Adaptive RAG is an AI-powered chatbot that can answer questions from your own uploaded documents. You can upload a PDF or text file, ask questions about it, and the system will find the most relevant answers.
It smartly decides whether to answer from your uploaded documents, use its general knowledge, or search the web in real time — all automatically.

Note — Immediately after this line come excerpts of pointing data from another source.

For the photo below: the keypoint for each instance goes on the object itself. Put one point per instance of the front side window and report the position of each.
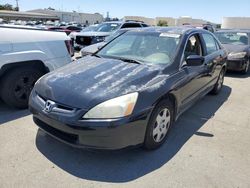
(235, 38)
(149, 48)
(210, 43)
(131, 25)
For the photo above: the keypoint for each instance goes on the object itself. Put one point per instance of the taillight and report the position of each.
(69, 46)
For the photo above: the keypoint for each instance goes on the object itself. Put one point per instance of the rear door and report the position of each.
(196, 75)
(214, 55)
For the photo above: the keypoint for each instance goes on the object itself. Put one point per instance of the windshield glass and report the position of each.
(145, 47)
(114, 35)
(107, 27)
(235, 38)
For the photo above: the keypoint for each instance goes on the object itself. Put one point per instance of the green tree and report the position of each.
(162, 23)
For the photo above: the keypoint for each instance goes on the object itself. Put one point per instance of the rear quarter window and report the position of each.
(210, 43)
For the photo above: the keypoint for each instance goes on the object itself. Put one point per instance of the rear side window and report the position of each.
(131, 25)
(210, 43)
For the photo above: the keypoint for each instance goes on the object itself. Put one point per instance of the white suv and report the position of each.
(26, 55)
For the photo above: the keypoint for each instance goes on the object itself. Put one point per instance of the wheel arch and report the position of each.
(37, 64)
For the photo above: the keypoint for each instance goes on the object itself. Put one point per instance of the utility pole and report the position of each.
(17, 5)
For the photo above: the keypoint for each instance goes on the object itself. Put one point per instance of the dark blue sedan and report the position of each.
(132, 91)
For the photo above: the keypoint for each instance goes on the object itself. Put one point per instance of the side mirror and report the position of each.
(194, 60)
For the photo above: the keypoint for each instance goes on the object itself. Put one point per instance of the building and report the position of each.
(149, 21)
(189, 20)
(236, 23)
(83, 18)
(26, 16)
(171, 21)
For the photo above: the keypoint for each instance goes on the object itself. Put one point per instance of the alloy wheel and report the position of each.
(161, 125)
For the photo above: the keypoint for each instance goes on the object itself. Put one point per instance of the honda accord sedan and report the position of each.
(132, 91)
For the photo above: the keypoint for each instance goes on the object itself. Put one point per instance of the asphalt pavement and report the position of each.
(209, 146)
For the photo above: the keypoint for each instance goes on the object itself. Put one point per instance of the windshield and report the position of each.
(145, 47)
(107, 27)
(89, 28)
(235, 38)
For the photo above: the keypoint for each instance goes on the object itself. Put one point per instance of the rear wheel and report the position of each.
(17, 85)
(159, 125)
(219, 83)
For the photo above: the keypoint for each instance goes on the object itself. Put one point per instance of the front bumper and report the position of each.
(103, 134)
(236, 65)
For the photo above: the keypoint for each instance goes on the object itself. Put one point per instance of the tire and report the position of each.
(217, 87)
(245, 71)
(17, 85)
(158, 127)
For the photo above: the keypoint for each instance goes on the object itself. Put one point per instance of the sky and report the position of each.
(210, 10)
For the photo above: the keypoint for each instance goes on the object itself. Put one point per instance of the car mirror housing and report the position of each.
(194, 60)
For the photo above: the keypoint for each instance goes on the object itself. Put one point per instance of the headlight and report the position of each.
(118, 107)
(237, 55)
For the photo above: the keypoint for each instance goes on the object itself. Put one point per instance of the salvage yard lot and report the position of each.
(207, 147)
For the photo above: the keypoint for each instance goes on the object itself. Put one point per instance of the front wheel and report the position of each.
(159, 125)
(245, 71)
(219, 83)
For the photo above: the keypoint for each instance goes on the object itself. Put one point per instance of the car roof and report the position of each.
(233, 30)
(122, 22)
(177, 30)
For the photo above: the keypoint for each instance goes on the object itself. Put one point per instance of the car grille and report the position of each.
(83, 40)
(59, 108)
(70, 138)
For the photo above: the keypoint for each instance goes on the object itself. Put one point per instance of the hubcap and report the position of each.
(23, 87)
(221, 80)
(247, 67)
(161, 125)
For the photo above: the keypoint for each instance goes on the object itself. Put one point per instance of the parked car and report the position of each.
(27, 54)
(89, 50)
(67, 31)
(132, 90)
(83, 39)
(237, 43)
(208, 27)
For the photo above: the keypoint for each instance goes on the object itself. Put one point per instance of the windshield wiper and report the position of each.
(130, 60)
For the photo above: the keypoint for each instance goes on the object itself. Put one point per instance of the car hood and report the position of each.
(236, 48)
(93, 33)
(93, 80)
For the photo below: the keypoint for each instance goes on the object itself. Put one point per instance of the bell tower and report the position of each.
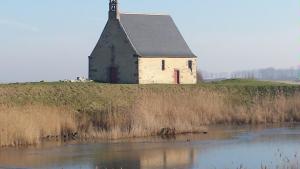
(113, 9)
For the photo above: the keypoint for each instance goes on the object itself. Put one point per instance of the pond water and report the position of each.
(222, 148)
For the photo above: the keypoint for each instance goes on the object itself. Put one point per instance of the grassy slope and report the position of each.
(28, 111)
(80, 95)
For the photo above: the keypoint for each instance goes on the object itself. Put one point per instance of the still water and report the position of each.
(222, 148)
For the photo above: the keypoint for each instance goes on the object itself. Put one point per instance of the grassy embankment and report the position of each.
(32, 111)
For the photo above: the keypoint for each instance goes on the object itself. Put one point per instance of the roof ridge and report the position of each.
(132, 13)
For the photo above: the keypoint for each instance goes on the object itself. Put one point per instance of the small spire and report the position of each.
(113, 9)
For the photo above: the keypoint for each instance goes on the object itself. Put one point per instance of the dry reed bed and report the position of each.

- Upload Documents: Upload PDF or TXT files and chat with them
- Smart Query Routing: Automatically picks the best way to answer your question
- Web Search: Can search the web for real-time information when needed
- Chat History: Remembers your conversation using MongoDB
- Simple Web UI: Easy-to-use chat interface built with Streamlit
- REST API: FastAPI backend with clean endpoints
| Component | Technology |
|---|---|
| Language | Python 3.9+ |
| AI Framework | LangChain + LangGraph |
| Backend API | FastAPI |
| Frontend UI | Streamlit |
| Vector Database | Qdrant |
| Chat Database | MongoDB |
| LLM Provider | OpenAI (GPT-4o) |
| Web Search | Tavily |
Make sure you have the following installed and ready:
- Python 3.9 or higher
- MongoDB (local or cloud)
- Qdrant vector database
- OpenAI API key
- Tavily API key (for web search)
# Clone the repository
git clone https://github.com/YOUR_USERNAME/Adaptive-Rag.git
cd Adaptive-Rag
# Create a virtual environment
python -m venv venv
source venv/bin/activate # On Windows: venv\Scripts\activate
# Install dependencies
pip install -r requirements.txtCreate a .env file in the root folder and add your keys:
OPENAI_API_KEY=your_openai_api_key_here
TAVILY_API_KEY=your_tavily_api_key_here
QDRANT_URL=http://localhost:6333
QDRANT_API_KEY=your_qdrant_api_key
QDRANT_CODE_COLLECTION=code_documents
QDRANT_DOCS_COLLECTION=documents
MONGODB_URL=mongodb://localhost:27017
MONGODB_DB_NAME=adaptive_ragOpen two terminals:
Terminal 1 — Start the backend:
python -m uvicorn src.main:app --reload --host 0.0.0.0 --port 8000Terminal 2 — Start the frontend:
streamlit run streamlit_app/home.pyThen open your browser:
- Chat App: http://localhost:8501
- API Docs: http://localhost:8000/docs
- Go to http://localhost:8501
- Create an account or log in
- Upload a PDF or TXT file from the sidebar
- Start asking questions in the chat!
AdaptiveRag/
├── src/ # Main backend code
│ ├── main.py # FastAPI app entry point
│ ├── api/routes.py # API endpoints
│ ├── rag/ # RAG pipeline logic
│ │ ├── graph_builder.py # LangGraph workflow
│ │ ├── nodes.py # Pipeline steps
│ │ └── document_upload.py # Document processing
│ ├── memory/ # Chat history
│ ├── models/ # Data schemas
│ └── tools/ # Utility functions
│
├── streamlit_app/ # Frontend UI
│ ├── home.py # Login page
│ └── pages/chat.py # Chat interface
│
├── requirements.txt # Python dependencies
└── README.md # This file
POST /rag/query
Content-Type: application/json
{
"query": "What is the document about?",
"session_id": "user_123"
}POST /rag/documents/upload
X-Description: Brief description of the document
Form Data:
- file: <your PDF or TXT file>- Developed in collaboration with Dhruv Singhal (@dhruvsinghal09)
- Built using LangChain and LangGraph
- Vector search by Qdrant
- LLM by OpenAI
- Web search by Tavily
Parth Dangaria
This project is licensed under the MIT License.